Oh February. I think perhaps Hugh Fearnley-Whittingstall sums up my feelings best when he says, “I hate February.”  Am I being a bit hard on this poor month? It’s just that, February is the point when winter really starts to lose its charm, when the seasonal motionlessness starts to make one feel, well,  just a wee bit  stagnant,  dare I say despondent even. It’s the month when I find myself feeling like a runner in the last few miles of a marathon – weary and worn to the bone, wanting nothing more than to stop and be seduced by the sensation of giving in – but for that small prospect of the other side – that voice that against all reason bids you to keep putting one foot in front of the other and finish the job, step by step.  Along with the inertia of busyness and movement, it’s that other side – that very faint glimpse of spring sunshine way up there in the distance, that keeps one from sinking down into that desperately dark winter abyss which lingers like death’s shadow throughout every day of February.

So I keep moving.

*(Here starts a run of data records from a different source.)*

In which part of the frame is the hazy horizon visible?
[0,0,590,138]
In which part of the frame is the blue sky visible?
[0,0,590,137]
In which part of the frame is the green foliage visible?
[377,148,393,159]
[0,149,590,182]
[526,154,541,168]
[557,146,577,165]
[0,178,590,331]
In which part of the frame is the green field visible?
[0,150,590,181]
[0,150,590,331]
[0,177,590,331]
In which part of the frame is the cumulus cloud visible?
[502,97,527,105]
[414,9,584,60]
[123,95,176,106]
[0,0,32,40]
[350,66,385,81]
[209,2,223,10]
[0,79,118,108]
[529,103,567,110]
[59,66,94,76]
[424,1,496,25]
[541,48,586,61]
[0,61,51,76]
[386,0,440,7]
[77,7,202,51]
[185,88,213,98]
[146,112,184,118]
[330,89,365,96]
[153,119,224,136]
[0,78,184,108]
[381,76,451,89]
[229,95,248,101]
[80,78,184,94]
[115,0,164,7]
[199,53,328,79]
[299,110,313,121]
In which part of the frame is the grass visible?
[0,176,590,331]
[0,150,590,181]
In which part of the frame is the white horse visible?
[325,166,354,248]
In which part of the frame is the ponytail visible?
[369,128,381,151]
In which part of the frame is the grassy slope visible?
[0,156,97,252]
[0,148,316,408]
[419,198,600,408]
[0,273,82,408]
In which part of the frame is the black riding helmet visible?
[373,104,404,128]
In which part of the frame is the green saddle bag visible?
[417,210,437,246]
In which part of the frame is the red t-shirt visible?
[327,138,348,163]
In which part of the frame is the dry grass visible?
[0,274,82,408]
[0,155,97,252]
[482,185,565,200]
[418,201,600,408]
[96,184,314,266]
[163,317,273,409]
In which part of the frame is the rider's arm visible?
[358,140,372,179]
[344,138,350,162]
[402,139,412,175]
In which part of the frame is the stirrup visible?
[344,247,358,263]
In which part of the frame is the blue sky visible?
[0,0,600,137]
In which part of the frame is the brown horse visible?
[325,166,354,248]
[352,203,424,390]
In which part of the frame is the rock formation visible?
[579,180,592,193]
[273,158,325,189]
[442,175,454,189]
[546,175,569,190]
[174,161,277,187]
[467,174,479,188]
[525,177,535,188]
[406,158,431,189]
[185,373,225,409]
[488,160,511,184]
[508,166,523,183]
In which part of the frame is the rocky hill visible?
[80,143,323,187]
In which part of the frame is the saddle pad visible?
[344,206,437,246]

I write to do lists (my planner will assert that February is the month I make more to-do lists than any other), I force myself to walk outside, close my eyes and thrust my face up towards the sun (which while not necessarily warm, still seems to hold the suggestion of warmth) and I consume copious quantities of chocolate and other such foods, full of starchy, fatty, gooey and other such qualities that seem to temporarily warm the soul and block out the wickedness of cold grey days. Yes, my pants might fit just a bit tighter by the end of the month, but it doesn’t matter so long as I get to the end of this month. I’ll do what I have to do. The warmer, longer days of March will help to ease the emotional and physical baggage that February has piled on, melting it away like the frozen crust of snow.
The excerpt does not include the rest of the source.